Si bien este tipo de conflictos, asociados a la dependencia emocional con la familia, se hacen visibles por primera vez en la adultez temprana -cuando comienza el proceso de independencia de los padres-, no hay un límite de edad para que esto ocurra. Por eso, The Huffington Post entregó algunas claves para determinar si tenemos relaciones poco saludables con nuestros padres. “¿Sientes la necesidad de dejar lo que sea que estés haciendo cada vez que tu mamá llama, incluso si ustedes dos ya hablaron ese día? ¿Cancelar rutinariamente planes con sus amigos, compañeros de trabajo o cónyuge porque tu mamá quiere verte? Si es así, es posible que se haya encontrado en algún territorio poco saludable”, dice el artículo. En el texto además se indica que el sentirse responsable por el bienestar emocional de los padres, el sentir que no se puede tomar una decisión sin preguntarle a ellos o el mentir para evitar decepciones son algunos indicadores asociados a la dependencia emocional que rápidamente podríamos empezar a identificar.

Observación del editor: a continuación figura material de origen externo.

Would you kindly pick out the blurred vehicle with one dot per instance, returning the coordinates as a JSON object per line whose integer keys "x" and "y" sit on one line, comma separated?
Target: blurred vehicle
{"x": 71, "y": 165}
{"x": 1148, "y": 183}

Pero romper este tipo de patrones no es tarea fácil. En la mayoría de los casos, se necesita hacer una autorevisión profunda para entender los orígenes de la dinámica y por qué se ha llegado a repetir. Para Javiera González, el fortalecimiento personal y trabajo de autoconocimiento es clave en este aspecto, porque permite entender quiénes somos, cuáles son nuestras necesidades y hacia dónde dirigimos nuestros objetivos, sin poner en el centro los intereses familiares. “Esa fortaleza me va a permitir no estar todo el tiempo urgido por la aprobación del otro. Ahí se genera una diferencia entre contarle a los papás para compartir logros o recibir consejos; o contar porque necesito que ellos tomen una decisión por mí. Cuando uno toma consciencia de que otro ha tomado las riendas de mi vida, hay que hacer la reflexión de ¿por qué yo he dejado de tener esas riendas? ¿por qué no soy capaz de tomar esas decisiones o hacerme cargo de lo que vivo?”.